Je souris légèrement et dépose mes lèvres sur les siennes. Ce n'est pas un vrai baiser, juste nos lèvres qui s'effleurent, mais ça suffit à mon cœur pour qu'il se mette à galoper. Je me replace sur sa poitrine et niche mon visage dans son cou. Ça sent tellement bon.
- Raconte-moi une histoire, je chuchote contre sa peau.
- D'accord. (Il réfléchit quelques instants.) Alors, c'est l'histoire d'un jeune paysan quelconque, assez beau mais qui ne fait pas grand chose de sa vie. Il vit avec sa mère dans un petit village, juste à coté d'un immense château où vit un roi et sa fille. La princesse a de longs cheveux blonds, très brillants, ses yeux ont la couleur du ciel et ses joues sont parsemées de taches de rousseur. C'est la plus belle princesse du monde. (Je glousse dans son cou.) Bref, un jour la princesse est capturée par un méchant brigand.
- Quoi ? Un brigand ? Mais c'est trop nul. Normalement c'est un dragon ou une sorcière !

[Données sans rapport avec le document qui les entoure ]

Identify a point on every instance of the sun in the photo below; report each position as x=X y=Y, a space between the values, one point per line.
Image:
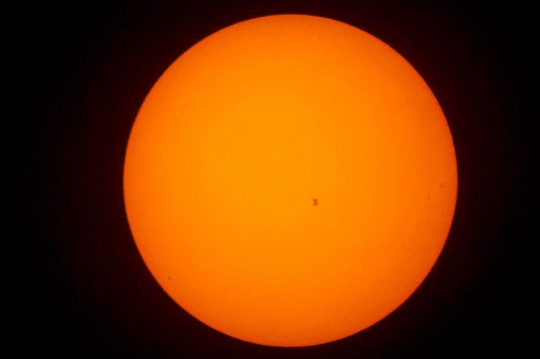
x=290 y=180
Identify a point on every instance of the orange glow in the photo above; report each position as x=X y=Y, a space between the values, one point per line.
x=290 y=180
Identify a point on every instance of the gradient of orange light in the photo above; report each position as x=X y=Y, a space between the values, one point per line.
x=237 y=139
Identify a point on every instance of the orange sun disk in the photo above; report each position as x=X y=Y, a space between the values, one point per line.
x=290 y=180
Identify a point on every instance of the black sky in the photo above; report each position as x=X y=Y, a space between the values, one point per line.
x=81 y=287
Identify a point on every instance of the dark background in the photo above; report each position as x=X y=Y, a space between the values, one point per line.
x=83 y=70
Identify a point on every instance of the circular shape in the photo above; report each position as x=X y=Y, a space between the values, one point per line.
x=290 y=180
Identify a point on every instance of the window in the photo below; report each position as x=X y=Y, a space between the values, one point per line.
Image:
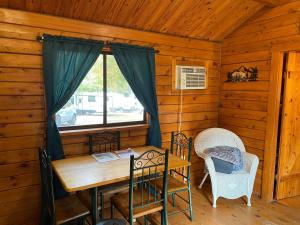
x=91 y=98
x=104 y=98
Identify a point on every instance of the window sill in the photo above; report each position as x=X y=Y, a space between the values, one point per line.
x=100 y=129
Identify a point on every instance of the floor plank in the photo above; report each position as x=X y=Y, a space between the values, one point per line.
x=234 y=212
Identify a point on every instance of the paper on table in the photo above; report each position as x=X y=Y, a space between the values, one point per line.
x=105 y=157
x=125 y=154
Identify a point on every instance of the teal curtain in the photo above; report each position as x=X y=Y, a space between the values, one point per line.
x=138 y=67
x=66 y=61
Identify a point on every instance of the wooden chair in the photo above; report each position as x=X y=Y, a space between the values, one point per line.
x=61 y=211
x=98 y=143
x=179 y=180
x=142 y=200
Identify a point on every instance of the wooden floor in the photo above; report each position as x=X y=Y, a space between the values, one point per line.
x=291 y=202
x=235 y=212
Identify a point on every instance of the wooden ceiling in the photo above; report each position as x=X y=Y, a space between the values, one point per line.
x=201 y=19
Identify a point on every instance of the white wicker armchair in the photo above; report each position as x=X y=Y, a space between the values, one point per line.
x=231 y=186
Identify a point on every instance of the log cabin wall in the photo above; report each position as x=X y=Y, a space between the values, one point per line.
x=243 y=106
x=22 y=100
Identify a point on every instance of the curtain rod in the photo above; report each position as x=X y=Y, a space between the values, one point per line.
x=41 y=39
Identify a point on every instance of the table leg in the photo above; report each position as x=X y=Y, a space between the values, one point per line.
x=94 y=206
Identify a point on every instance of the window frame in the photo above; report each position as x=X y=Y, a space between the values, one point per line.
x=105 y=124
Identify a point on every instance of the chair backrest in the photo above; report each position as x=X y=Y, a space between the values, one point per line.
x=104 y=142
x=181 y=146
x=145 y=170
x=48 y=207
x=217 y=137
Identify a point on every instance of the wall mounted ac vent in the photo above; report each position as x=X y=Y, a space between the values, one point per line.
x=190 y=77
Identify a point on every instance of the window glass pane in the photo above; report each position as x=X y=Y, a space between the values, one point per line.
x=122 y=105
x=86 y=105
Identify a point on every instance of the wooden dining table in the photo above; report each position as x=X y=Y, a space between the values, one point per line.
x=85 y=172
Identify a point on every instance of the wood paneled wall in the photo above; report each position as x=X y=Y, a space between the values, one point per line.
x=22 y=100
x=243 y=106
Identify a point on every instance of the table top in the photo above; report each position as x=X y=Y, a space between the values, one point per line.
x=83 y=172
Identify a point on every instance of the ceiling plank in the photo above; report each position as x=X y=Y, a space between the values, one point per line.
x=200 y=19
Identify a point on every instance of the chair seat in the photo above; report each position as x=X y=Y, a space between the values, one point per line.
x=112 y=222
x=173 y=184
x=114 y=188
x=121 y=202
x=85 y=198
x=69 y=208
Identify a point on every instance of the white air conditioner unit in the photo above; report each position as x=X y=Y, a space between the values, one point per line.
x=191 y=77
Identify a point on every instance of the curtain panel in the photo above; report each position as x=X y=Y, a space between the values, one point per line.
x=66 y=61
x=138 y=67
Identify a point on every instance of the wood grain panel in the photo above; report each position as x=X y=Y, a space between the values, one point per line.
x=243 y=106
x=22 y=101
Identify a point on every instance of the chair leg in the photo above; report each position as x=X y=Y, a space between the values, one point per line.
x=203 y=180
x=173 y=199
x=190 y=204
x=102 y=205
x=249 y=200
x=131 y=221
x=145 y=220
x=165 y=214
x=112 y=212
x=214 y=202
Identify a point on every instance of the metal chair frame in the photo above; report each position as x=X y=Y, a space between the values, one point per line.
x=48 y=211
x=145 y=169
x=182 y=144
x=105 y=141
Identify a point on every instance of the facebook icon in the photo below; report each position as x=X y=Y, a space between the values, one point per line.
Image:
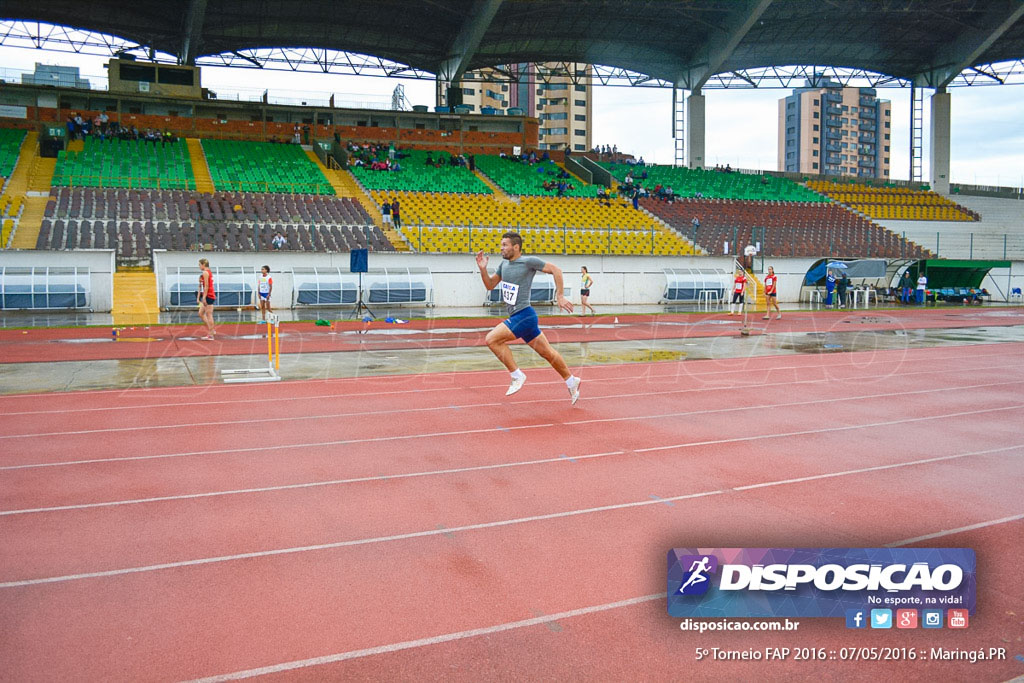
x=856 y=619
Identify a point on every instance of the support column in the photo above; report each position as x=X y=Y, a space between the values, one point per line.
x=695 y=129
x=940 y=141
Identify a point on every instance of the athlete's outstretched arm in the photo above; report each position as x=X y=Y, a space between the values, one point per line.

- On s'en fout, un brigand, une sorcière, c'est la même. Donc, le brigand mi-dragon mi-sorcier enlève la princesse. Le paysan, fou amoureux d'elle comme tous les autres jeunes hommes, décide de partir la sauver. Il n'a rien à perdre et tout à gagner, alors il se lance. Il trouve l'antre du sorcier, où est emprisonné la princesse et il s'apprête à la délivrer quand il voit le sorcier. Et là, il tombe amoureux de lui. Ils s'enfuient ensemble et laissent la princesse à son sort. Fin.
Je me relève légèrement et le regarde pour voir s'il est sérieux.
- Tu te fous de moi ? C'est quoi cette histoire pourrie ?
- Bon ok, il tue le sorcier et délivre la princesse puis ils vivent heureux et ont plein d'enfants. T'es contente ?
Je me réinstalle à ses cotés.
- Si le paysan s'appelle Kal et la princesse s'appelle Cassiopeia, alors oui, je suis contente.
Je sens Kal se raidir contre moi et je regrette immédiatement mes paroles. Elles s'envolent dans le vent et un silence s'installe.
Une idée traverse mon esprit. Je me redresse et me penche au dessus de Kal.
- Ferme les yeux, dis-je.
- Pourquoi ? demande-t-il en haussant un sourcil.
- Tu verras, fais-le. (Il s'exécute.) Bien, maintenant pense à ce qui te tracasse. C'est bon ? (Il hoche la tête.)
Je lui assène une pichenette sur la tempe et il sursaute en rouvrant les yeux.
- Mais... Mais pourquoi t'as fait ça ? demande-t-il en se frottant la tempe.
- Pour chasser tes problèmes, dis-je en souriant. Regarde, t'y penses plus là.
Il soupire en secouant la tête, puis il explose de rire. Mon rire se joint au sien et je m'écroule sur lui puis nos gloussements se transforment en fou rire. Nous avons sûrement l'air de dingues, allongés l'un sur l'autre et rigolant comme des baleines. On est fous. Fous d'amour.